Video and Film
→ Public Service / Activism Organisation or Institution

Pause Before You Post

Data Protection Commission of Ireland

A public service film that exposed the hidden risks of sharenting and sparked a global conversation about children’s digital rights.

Case Study

Purpose of Campaign

Parents share images of their children online every day, often without realising how easily those posts can be used to reconstruct a child’s identity, routines, and personal data. Pause Before You Post was created by Ireland’s Data Protection Commission to highlight those risks and prompt parents to reconsider how and why they share their children’s lives online.

Rather than issuing guidance or warnings, the campaign was designed to provoke reflection and responsibility, treating children’s digital privacy as a matter of long-term wellbeing and rights.

Why this mattered

Sharenting is a widespread and largely unquestioned behaviour. By reframing it as an issue of children’s rights and future wellbeing, Pause Before You Post helped parents recognise a responsibility they hadn’t previously considered.

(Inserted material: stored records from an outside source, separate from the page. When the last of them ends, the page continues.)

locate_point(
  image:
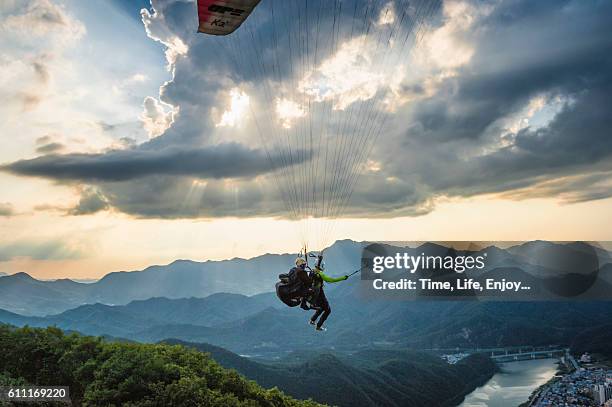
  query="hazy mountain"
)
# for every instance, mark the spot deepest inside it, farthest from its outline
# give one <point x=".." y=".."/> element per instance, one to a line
<point x="365" y="378"/>
<point x="261" y="324"/>
<point x="25" y="295"/>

Post-campaign research showed that 80% of adults said it was important that this campaign existed, indicating not just attention, but public mandate for the conversation it created.

Cultural Response

The campaign entered mainstream conversation, with parents publicly reflecting on their own behaviour and discussing sharenting across social platforms, news outlets, and broadcast television. The film became a reference point in conversations about parenting, consent, and children’s digital footprints.

What happened next

Following its release, the campaign continued to be shared and discussed beyond Ireland. Data protection authorities in other countries requested to use the work locally, extending its relevance and lifespan beyond its original market and positioning it as a transferable public-education intervention.